For the lithographic generation of patterns with elements in the micron and submicron range, such as integrated semiconductor circuits, conventional photolithographic methods reach their physical limits that are set by the light wave length. If corpuscular beams, such as electron or ion beams, are used for exposure, then the limits are extended far into the submicron range; on the other hand, at such small dimensions the problems connected with mask accuracy and purity and errors caused by the lithographic system itself during exposure are aggravated.
Of the previously tested corpuscular beam lithographic processes and means, so-called proximity printers, wherein a transmission mask is imaged by a wide diameter electron beam at a 1:1 scale on a substrate covered with an electron-sensitive layer, are of particular interest. Such arrangements afford a high throughput and thus an inexpensive production process. Details of the related processes are described, for instance, in the article "Electron-beam proximity printing--a new high-speed lithography method for submicron structures" by H. Bohlen et al. in IBM J. Res. Devel., Vol. 26, No. 5, September 1982, p. 568 et seq. That method provides for the substrate to be shifted in steps, generating in each case a mask shadow projection image corresponding, for example, to a complete semiconductor chip. Mask errors, impairing the operation of the semiconductor circuit, may lead to the entire exposed substrate becoming unusable.
Therefore, such processes necessitate that the mask and the imaging characteristics of the entire lithographic system be tested to ensure that they are error-free, focusing in particular on the following errors:
erroneous mask patterns, PA1 mask distortions, PA1 impurity particles on the mask, PA1 errors in the imaging system.
Mask distortions may occur, for example, if the mask is unduly heated during its manufacture or by the incident beam. Errors of the imaging system affect, for instance, in an uncontrollable manner the inclination of the parallel beam incident on the mask, thus leading to displacements in the shadow image. Causes of such errors may be insufficiently homogeneous magnetic fields or changes in the magnetic field by induced eddy currents occurring when a relatively thin electron beam is made to rapidly raster-scan the mask for its full illumination.
For compensating for geometrical mask errors, the inclination of the electron beam is locally altered during the above-described raster illumination, so that the shadow image is displaced accordingly. This method necessitates, however, that the mask errors be known with great precision. With steadily smaller structures, such measurement is extremely elaborate and expensive, the main difficulty being that the apparatus required for measuring is not readily controllable with regard to error sources. Moreover, distortions of the shadow projection image, that are caused by inaccuracies of the remaining lithographic system rather than by mask errors, cannot be controlled in that way.

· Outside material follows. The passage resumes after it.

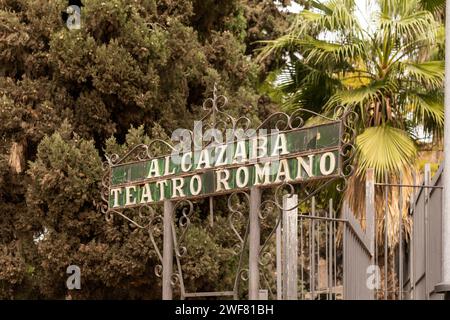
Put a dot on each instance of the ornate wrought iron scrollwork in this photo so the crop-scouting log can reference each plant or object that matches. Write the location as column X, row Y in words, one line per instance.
column 236, row 211
column 186, row 208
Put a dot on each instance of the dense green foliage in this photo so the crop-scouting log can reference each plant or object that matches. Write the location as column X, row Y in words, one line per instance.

For accurately measuring masks with submicron structures, the probes used must be extremely fine, in order to reach the desired resolution. With such fine probes, for example, a strongly focused electron beam, the local thermal load on the tested mask increases, or the measuring signal available is extremely low and subject to much noise.
The transmission masks necessary for shadow projection corpuscular beam lithgraphy represent the mask pattern as physical apertures (hole pattern), as no material is known that is completely transparent to corpuscular beams. Such masks are particularly sensitive to impurity particles which even in hyperpure rooms settle on the mask, thus drastically reducing the yield of very large scale integrated circuits. Protecting a mask against impurity particles by protective foils, as is done in optical photolithography, is, therefore, ineffective, with corpuscular beams.